Il giudice assegna ai familiari un risarcimento record: "Decisione molto significativa nel panorama dei danni da sinistri stradali"

Uomo in coma vegetativo trattato come se fosse morto: si tratta del primo caso in Italia. Dopo essere stato travolto da una vettura mentre girava in bici, l'uomo - a distanza di sette anni - si trova ancora nel reparto lungodegenti dell'Opera della Provvidenza di Rubano, in provincia di Padova. Il giudice ha deciso di condannare la compagnia di assicurazione a risarcire la sua famiglia con oltre due milioni di euro. Al momento la vittima non ha mostrato alcun segno di miglioramento, facendo presupporre ai medici che non si sveglierà più.
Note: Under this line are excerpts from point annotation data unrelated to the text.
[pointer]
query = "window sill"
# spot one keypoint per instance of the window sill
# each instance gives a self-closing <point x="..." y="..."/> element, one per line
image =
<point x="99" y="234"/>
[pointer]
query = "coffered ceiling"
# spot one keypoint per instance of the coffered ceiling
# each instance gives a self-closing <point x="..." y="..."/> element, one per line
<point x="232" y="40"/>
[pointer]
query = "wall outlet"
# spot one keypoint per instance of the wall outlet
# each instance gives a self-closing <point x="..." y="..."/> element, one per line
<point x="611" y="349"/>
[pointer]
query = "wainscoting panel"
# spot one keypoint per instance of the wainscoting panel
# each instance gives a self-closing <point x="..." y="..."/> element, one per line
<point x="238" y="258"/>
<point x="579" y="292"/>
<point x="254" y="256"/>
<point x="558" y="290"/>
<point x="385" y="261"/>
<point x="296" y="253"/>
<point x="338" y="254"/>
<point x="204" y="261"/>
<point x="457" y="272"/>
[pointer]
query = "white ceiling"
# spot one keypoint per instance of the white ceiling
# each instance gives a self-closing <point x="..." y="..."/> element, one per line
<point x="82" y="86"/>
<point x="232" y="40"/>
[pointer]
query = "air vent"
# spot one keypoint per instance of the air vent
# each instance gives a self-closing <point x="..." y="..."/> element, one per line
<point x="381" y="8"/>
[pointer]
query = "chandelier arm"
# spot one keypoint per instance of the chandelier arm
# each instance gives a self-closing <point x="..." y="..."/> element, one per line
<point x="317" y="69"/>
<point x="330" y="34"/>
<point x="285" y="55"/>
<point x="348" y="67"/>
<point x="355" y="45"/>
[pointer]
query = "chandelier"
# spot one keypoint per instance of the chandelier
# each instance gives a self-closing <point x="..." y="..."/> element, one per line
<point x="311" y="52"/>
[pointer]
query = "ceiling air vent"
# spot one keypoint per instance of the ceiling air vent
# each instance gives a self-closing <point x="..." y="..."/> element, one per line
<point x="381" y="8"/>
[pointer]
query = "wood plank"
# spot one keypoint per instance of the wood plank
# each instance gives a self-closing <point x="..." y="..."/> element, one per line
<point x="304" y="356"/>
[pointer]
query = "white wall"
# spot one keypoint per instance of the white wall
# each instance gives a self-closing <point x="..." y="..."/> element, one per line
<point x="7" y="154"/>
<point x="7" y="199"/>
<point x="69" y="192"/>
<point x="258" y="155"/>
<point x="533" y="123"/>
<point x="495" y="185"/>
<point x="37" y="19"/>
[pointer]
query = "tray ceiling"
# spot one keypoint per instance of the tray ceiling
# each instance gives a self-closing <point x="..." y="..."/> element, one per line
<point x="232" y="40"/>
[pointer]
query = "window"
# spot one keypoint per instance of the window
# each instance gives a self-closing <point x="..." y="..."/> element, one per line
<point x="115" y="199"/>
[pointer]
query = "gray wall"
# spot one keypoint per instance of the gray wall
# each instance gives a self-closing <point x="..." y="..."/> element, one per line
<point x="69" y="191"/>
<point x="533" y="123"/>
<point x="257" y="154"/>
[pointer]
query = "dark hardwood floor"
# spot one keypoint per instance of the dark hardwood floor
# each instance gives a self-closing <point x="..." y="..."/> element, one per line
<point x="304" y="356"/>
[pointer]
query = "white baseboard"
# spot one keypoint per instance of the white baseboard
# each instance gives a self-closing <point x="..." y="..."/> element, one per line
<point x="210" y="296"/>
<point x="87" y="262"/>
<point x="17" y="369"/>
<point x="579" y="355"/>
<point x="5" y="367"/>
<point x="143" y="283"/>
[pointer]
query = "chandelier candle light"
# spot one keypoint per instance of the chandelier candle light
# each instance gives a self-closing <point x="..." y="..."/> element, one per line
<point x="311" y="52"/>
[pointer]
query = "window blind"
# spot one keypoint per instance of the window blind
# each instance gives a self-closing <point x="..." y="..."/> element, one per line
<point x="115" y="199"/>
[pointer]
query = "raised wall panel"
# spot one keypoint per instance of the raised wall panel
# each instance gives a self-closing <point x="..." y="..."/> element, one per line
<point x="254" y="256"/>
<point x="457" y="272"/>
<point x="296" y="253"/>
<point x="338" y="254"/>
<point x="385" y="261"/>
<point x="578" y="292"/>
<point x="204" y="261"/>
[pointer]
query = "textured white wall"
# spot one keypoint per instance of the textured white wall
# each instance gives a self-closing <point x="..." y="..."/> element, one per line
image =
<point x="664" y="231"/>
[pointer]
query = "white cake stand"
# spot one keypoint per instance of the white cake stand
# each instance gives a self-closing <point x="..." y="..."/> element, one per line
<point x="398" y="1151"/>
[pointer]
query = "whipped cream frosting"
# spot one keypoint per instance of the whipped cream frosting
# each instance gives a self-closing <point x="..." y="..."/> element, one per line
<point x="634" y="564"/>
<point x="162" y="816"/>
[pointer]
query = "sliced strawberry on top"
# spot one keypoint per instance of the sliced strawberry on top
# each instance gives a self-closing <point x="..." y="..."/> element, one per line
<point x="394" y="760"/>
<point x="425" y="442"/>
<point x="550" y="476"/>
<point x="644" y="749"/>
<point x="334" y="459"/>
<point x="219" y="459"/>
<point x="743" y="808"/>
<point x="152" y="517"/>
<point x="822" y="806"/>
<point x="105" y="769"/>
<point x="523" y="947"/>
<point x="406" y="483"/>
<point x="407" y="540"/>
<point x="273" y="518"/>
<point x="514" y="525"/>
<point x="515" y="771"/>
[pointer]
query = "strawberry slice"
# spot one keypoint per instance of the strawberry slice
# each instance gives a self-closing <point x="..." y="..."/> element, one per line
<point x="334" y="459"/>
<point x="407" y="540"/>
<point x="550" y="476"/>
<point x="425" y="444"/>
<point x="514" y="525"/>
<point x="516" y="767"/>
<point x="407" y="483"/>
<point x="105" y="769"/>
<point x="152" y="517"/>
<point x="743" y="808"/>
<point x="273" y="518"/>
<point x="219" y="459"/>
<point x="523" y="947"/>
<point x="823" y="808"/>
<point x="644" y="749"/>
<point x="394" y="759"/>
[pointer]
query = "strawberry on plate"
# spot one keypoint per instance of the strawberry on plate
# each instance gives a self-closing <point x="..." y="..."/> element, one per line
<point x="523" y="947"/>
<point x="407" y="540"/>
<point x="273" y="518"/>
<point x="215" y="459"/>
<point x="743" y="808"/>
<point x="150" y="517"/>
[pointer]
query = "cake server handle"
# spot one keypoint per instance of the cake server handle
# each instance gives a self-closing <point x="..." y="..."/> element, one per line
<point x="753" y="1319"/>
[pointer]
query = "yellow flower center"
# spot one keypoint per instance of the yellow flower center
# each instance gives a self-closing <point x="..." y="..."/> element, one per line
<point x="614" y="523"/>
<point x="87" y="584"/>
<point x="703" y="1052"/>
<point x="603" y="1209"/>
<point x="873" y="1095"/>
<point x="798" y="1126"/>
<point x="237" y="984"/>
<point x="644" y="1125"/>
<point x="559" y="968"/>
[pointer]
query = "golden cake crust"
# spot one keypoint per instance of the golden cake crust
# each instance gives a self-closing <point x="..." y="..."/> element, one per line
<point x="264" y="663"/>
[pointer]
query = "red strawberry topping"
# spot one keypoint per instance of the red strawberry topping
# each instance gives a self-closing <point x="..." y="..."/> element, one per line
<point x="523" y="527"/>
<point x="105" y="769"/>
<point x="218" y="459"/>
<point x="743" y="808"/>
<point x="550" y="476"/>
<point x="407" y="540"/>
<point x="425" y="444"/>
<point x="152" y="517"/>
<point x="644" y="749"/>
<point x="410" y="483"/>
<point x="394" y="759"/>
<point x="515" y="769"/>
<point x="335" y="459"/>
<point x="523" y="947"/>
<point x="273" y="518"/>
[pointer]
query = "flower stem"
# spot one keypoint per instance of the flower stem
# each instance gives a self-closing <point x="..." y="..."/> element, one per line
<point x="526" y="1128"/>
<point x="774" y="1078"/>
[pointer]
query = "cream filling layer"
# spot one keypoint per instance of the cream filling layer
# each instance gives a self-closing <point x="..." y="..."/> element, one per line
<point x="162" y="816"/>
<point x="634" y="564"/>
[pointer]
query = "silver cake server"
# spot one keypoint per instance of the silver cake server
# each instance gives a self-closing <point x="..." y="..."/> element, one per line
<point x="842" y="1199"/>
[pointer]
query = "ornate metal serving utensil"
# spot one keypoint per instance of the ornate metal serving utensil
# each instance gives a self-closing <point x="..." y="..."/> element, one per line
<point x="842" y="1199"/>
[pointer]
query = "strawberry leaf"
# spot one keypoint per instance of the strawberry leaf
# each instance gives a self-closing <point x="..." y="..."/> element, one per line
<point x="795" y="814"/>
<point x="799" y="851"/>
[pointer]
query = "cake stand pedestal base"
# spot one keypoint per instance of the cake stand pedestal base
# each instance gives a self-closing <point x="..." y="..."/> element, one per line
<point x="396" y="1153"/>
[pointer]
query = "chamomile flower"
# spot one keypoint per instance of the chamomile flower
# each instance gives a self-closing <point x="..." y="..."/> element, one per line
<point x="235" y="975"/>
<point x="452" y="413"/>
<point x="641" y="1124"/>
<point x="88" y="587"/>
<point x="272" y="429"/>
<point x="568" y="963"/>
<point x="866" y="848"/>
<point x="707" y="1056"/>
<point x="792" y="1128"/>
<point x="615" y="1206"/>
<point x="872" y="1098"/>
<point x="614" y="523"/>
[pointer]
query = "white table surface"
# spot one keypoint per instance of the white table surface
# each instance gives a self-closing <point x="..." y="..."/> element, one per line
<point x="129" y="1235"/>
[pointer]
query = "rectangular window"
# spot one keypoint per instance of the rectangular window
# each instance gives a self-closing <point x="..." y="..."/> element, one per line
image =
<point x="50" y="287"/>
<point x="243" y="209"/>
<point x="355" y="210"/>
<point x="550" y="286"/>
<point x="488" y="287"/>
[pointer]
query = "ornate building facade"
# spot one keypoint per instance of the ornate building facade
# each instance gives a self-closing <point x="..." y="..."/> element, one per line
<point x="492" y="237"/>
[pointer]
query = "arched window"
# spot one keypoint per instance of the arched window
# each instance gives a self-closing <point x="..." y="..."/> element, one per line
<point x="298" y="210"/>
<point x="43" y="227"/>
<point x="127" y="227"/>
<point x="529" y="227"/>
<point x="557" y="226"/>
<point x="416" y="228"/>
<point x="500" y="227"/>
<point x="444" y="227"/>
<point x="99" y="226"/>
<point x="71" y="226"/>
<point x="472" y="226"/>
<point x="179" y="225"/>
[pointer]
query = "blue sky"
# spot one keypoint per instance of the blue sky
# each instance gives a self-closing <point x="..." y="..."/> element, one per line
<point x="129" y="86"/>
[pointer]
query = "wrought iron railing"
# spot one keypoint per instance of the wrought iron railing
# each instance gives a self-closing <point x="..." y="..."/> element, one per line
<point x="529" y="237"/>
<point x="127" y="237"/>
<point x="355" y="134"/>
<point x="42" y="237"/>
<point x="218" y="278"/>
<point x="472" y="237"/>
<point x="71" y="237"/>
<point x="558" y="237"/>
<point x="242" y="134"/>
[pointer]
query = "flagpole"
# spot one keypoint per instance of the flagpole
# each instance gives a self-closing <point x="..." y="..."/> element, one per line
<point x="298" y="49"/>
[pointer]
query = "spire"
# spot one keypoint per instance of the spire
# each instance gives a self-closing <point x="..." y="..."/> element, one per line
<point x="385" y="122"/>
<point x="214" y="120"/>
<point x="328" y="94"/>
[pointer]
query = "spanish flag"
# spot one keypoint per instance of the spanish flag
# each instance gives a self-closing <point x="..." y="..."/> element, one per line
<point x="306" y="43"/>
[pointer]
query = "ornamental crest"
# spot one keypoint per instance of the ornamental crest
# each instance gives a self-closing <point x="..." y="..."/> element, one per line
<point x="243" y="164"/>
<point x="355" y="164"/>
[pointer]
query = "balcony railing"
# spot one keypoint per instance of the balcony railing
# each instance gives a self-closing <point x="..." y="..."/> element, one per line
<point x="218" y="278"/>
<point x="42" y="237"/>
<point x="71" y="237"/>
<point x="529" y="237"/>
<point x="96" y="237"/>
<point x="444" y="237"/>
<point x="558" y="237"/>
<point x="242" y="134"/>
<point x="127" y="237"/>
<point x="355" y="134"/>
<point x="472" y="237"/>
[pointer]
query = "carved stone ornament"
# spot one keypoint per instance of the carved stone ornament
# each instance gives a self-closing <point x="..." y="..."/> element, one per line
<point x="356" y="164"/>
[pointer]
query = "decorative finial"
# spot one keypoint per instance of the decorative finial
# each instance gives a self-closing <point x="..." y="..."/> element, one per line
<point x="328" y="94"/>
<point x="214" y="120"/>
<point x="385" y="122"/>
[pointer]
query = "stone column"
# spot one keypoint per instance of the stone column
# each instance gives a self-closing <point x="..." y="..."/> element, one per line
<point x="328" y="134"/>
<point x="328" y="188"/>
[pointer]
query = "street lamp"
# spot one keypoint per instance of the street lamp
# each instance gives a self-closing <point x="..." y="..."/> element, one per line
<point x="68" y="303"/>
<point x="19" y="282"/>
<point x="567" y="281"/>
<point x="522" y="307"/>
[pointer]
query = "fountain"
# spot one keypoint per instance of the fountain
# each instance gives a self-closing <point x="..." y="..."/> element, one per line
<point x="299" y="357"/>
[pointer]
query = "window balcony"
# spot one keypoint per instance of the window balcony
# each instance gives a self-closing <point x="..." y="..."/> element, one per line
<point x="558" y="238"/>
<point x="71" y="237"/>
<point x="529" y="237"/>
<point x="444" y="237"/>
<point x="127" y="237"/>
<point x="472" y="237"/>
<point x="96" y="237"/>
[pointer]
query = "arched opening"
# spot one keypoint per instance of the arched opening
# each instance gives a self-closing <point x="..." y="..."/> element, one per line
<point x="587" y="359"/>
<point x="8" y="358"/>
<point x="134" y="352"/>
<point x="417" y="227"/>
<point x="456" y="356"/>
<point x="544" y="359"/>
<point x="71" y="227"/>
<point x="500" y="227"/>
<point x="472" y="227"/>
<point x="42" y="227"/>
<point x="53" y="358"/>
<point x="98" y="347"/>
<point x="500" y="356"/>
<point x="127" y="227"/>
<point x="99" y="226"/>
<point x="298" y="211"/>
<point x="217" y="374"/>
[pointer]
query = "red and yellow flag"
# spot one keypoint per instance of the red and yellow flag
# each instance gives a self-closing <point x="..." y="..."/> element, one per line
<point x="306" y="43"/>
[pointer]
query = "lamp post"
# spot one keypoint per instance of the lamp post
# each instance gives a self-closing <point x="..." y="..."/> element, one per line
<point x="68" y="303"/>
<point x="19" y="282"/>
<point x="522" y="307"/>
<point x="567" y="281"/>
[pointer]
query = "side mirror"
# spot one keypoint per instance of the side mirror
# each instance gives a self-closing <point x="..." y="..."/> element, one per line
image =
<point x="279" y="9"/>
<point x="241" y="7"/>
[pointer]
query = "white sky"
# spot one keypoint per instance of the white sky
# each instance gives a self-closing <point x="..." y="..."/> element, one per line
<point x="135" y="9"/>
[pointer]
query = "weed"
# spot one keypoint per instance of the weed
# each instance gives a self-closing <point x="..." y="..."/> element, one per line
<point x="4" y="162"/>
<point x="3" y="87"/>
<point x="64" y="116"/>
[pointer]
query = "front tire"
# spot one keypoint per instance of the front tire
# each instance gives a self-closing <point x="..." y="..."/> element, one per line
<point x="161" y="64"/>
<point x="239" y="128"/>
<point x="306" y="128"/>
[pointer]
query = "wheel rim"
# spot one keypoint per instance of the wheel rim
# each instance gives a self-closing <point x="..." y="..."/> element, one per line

Si tratta di una sentenza definitiva - poiché non appellata - che ha provocato diverse polemiche: in questo caso si considerano vittime dell'incidente anche la moglie e il figlio.

"Decisione significativa"

Nathalie Tomaselli, avvocato dei familiari, ha dichiarato: "La decisione del tribunale di Padova ha riconosciuto come l'azzeramento di ogni possibilità relazionale con il proprio congiunto possa essere assimilato alla perdita totale del rapporto derivante dalla morte. Si tratta di una decisione molto significativa nel panorama dei danni da sinistri stradali". Dunque non si ha alcuna certezza sulla consapevolezza da parte della vittima di rapporti con il mondo che lo circonda: lo stato di coma irreversibile è così equiparato a quello della morte. Non è da escludere che possa essere il primo caso di una lunga serie.